South Korean author Han Kang has won the 2024 Nobel Prize in Literature.
The Swedish Academy made the announcement Thursday, making Han the second South Korean ever to win a Nobel Prize and the first to attain the honor in literature.
The academy said it was awarding Han the prize “for her intense poetic prose that confronts historical traumas and exposes the fragility of human life.”
Anders Olsson, chairman of the academy's Nobel Committee, said in a statement that Han “has a unique awareness of the connections between body and soul, the living and the dead, and in her poetic and experimental style has become an innovator in contemporary prose.”
In 2016 Han won the Man Booker International Prize, later renamed the International Booker Prize, for “The Vegetarian.”

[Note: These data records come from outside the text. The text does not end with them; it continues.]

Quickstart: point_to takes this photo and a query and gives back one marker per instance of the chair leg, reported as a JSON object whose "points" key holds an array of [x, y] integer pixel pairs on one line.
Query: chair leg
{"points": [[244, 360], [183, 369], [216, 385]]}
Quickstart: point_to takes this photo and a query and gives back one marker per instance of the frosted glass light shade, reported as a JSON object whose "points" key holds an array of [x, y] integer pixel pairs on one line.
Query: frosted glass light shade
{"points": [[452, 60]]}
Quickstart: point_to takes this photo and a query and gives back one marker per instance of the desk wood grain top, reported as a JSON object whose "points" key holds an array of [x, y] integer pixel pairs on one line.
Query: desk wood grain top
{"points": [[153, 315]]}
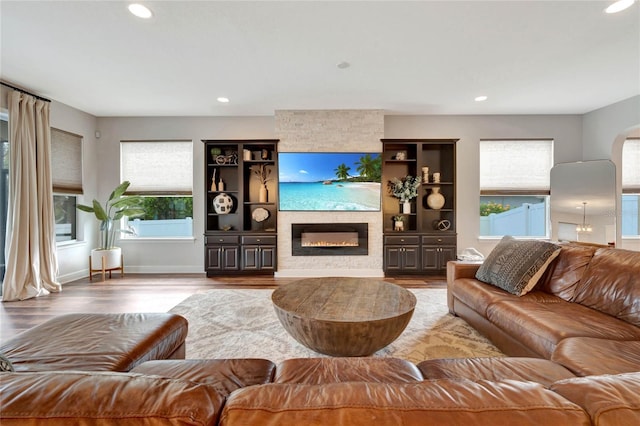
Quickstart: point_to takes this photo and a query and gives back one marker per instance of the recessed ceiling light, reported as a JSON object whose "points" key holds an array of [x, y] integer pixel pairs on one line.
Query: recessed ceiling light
{"points": [[619, 6], [140, 11]]}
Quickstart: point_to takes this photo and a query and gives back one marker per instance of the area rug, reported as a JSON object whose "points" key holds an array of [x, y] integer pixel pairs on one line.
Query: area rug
{"points": [[243, 324]]}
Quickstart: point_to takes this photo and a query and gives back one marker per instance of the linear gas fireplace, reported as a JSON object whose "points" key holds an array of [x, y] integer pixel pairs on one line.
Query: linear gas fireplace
{"points": [[329, 239]]}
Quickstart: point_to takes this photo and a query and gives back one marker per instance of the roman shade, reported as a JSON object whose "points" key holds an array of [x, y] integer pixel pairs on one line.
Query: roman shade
{"points": [[66, 162], [515, 166], [157, 167]]}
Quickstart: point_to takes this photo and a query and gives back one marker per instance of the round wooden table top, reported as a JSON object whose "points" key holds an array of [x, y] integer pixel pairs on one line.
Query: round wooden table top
{"points": [[343, 299], [343, 316]]}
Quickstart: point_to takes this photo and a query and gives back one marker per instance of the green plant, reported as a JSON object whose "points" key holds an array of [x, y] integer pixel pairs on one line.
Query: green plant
{"points": [[406, 188], [488, 208], [115, 208], [262, 173]]}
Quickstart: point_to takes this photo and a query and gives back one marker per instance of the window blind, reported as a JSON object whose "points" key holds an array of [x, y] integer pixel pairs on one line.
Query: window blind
{"points": [[517, 166], [66, 162], [631, 166], [157, 167]]}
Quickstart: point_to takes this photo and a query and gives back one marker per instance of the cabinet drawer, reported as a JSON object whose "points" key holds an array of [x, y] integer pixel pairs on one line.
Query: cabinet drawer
{"points": [[434, 240], [398, 240], [222, 239], [259, 239]]}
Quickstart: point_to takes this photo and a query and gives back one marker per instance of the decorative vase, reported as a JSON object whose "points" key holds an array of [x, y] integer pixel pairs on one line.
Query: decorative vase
{"points": [[435, 200], [223, 204], [264, 194]]}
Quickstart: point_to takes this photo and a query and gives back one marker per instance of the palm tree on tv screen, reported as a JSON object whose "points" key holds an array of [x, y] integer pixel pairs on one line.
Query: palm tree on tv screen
{"points": [[369, 167], [342, 171]]}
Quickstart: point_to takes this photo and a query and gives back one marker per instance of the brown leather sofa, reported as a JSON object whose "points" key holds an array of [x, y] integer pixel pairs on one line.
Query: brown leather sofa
{"points": [[584, 313], [564, 330], [323, 391]]}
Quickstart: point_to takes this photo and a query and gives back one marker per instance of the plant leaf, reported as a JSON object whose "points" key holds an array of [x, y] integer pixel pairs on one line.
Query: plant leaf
{"points": [[99, 211], [85, 208]]}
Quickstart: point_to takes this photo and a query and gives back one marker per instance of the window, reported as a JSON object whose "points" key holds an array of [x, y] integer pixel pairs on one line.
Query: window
{"points": [[630, 221], [514, 187], [162, 172], [4, 186], [66, 176]]}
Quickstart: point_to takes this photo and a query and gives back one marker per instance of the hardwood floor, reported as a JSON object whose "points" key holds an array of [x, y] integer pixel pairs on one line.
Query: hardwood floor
{"points": [[141, 293]]}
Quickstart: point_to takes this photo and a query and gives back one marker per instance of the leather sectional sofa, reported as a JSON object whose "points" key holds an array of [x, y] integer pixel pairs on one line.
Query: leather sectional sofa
{"points": [[588, 373], [584, 313]]}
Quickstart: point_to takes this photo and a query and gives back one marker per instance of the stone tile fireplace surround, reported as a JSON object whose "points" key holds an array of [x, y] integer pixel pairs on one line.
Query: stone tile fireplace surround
{"points": [[330, 131]]}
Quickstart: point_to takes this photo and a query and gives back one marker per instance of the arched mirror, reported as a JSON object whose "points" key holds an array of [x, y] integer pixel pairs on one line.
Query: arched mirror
{"points": [[583, 202]]}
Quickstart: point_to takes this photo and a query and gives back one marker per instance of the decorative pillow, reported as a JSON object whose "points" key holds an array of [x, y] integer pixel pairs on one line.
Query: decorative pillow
{"points": [[517, 265], [5, 364]]}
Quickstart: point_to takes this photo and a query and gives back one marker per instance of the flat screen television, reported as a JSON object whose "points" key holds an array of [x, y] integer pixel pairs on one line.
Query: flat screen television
{"points": [[329, 181]]}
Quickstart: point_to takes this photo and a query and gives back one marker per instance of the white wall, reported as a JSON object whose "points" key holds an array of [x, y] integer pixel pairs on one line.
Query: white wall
{"points": [[605, 130], [565, 130], [73, 259], [167, 256]]}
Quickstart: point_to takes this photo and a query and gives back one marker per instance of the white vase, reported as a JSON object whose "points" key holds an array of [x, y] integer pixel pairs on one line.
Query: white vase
{"points": [[264, 194], [435, 200], [112, 258]]}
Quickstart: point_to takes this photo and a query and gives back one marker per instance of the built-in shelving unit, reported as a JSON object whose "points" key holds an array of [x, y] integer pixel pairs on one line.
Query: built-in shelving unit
{"points": [[240, 235]]}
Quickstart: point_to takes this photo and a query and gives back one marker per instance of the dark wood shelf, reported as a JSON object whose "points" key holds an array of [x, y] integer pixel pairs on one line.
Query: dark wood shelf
{"points": [[419, 252]]}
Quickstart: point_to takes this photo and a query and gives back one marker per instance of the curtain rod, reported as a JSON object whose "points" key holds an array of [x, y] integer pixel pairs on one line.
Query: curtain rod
{"points": [[24, 91]]}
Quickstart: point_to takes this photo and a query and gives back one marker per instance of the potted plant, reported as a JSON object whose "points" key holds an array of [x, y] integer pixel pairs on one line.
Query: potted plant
{"points": [[405, 189], [109, 214]]}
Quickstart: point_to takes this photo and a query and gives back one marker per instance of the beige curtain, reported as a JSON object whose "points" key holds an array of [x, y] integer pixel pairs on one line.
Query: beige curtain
{"points": [[31, 262]]}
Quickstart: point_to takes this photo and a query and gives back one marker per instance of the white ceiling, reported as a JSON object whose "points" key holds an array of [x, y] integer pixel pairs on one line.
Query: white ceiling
{"points": [[419, 57]]}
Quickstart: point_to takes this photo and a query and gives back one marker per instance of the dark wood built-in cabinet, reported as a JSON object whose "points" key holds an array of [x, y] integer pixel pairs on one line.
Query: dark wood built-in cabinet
{"points": [[428, 240], [238, 237]]}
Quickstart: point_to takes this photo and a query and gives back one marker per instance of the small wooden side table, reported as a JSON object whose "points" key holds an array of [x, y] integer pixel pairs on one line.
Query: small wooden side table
{"points": [[104, 270]]}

She earned the renowned Malaparte Prize for “Human Acts” in 2017 and Spain's San Clemente Award for “The Vegetarian” in 2018.
Han will receive a monetary award of eleven million Swedish krona, about one million U.S. dollars, as well as a gold medal and a diploma.
The 2024 Nobel prizes will be presented to the new laureates at ceremonies in Stockholm, Sweden, on December 10, the anniversary of Alfred Nobel’s death.
The late President Kim Dae-jung won the Nobel Prize for Peace in 2000.